Gibt es bald keine knusprigen Pommes mehr?

Im Eilverfahren führt die EU-Kommission eine neue Acrylamidverordnung ein. Betroffen davon sind dann alle Gastgewerbe. Die müssen künftig noch mehr Richtlinien einhalten, sowie Verfahren dokumentieren, analysieren und Proben nehmen lassen. Ein Aufwand, der Gastwirte vor neue Herausforderungen stellen dürfte.

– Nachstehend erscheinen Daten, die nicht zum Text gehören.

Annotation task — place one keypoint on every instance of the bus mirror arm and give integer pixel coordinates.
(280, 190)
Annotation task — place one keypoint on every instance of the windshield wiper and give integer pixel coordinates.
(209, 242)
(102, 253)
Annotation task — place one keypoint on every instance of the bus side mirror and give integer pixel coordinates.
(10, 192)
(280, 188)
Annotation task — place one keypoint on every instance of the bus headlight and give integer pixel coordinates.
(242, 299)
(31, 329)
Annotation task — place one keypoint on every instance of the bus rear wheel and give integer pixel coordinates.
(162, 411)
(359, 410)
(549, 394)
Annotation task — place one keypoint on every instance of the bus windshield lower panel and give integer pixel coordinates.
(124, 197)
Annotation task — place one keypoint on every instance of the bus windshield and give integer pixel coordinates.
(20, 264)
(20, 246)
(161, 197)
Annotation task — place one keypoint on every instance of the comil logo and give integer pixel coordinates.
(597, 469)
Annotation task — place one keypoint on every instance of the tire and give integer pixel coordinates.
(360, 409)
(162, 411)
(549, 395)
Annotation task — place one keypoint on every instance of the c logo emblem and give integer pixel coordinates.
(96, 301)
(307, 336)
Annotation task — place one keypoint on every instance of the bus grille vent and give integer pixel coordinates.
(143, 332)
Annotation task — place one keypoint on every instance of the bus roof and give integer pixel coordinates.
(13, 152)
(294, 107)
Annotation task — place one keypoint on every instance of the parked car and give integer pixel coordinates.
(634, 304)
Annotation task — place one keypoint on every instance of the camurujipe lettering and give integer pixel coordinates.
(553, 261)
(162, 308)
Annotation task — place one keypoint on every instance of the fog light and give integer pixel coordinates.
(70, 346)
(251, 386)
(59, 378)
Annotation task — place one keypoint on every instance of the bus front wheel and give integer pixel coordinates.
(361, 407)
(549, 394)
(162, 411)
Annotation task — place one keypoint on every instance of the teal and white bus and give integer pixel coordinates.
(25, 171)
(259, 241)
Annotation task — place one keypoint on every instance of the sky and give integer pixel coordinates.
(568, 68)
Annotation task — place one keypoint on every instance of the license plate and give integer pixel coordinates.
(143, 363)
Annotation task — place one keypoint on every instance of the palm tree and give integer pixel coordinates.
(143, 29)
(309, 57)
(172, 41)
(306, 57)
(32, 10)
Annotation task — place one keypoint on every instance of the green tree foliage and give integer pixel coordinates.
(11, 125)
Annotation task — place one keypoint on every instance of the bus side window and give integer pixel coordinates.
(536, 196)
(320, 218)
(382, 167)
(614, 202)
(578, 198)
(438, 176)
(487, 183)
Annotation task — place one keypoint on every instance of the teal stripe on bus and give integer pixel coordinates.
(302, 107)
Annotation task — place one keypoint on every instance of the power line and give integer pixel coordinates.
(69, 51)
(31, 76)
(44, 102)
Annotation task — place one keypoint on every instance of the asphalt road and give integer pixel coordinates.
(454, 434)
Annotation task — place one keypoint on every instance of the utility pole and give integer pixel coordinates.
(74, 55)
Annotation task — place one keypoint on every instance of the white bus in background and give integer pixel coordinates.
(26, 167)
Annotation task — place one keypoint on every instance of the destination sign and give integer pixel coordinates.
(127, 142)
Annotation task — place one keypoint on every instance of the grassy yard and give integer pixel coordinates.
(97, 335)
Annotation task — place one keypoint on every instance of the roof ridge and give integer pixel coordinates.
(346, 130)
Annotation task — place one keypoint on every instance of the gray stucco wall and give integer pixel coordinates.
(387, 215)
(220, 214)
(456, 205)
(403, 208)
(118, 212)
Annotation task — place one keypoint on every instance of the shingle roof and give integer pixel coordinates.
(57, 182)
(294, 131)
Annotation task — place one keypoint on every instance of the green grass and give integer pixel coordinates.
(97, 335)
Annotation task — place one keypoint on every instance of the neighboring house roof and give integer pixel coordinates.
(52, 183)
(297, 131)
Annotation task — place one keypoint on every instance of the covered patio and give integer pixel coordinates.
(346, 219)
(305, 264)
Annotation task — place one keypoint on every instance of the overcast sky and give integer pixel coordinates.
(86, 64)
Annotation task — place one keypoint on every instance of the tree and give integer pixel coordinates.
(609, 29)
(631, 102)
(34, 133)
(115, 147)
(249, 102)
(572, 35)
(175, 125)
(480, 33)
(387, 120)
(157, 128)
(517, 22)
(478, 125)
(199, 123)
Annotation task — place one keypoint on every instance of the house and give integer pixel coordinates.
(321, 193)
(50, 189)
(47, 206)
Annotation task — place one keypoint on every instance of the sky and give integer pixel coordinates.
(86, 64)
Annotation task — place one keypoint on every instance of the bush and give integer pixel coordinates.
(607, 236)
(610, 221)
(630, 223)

In keinem anderen Bereich gibt es so viele Verordnungen und Vorschriften wie im Gastgewerbe. Der Umgang mit Gästen und Lebensmitteln führt nicht nur zu regelmäßigen Kontrollen und einem breiten Regelkatalog, es kommen auch immer wieder neue Verordnungen dazu, wie jetzt die viel diskutierte Acrylamidverordnung. Verabschiedet wurde die vom „Ständigen Ausschuss für Pflanzen, Tiere, Lebensmittel und Futtermittel – Sektion Neuartige Lebensmittel und toxikologische Sicherheit der Lebensmittelkette“.

Neue Verordnung erhöht bürokratischen Aufwand für Gastronomen

Die Verordnung beinhaltet neue Verfahren zur Analyse und Dokumentation für das Gaststättengewerbe. Ein Aufwand, den der DEHOGA „Hotel- und Gaststättenverband“ vehement ablehnt. „Unverhältnismäßig“, lautet das Urteil zum Katalog. Statt einen neuen, enormen Verwaltungsaufwand zu betreiben mache es mehr Sinn, die Wirte und Betreiber vor den Gefahren von Acrylamid zu warnen, gibt Guido Zöllick, Präsident des DEHOGA, zu bedenken.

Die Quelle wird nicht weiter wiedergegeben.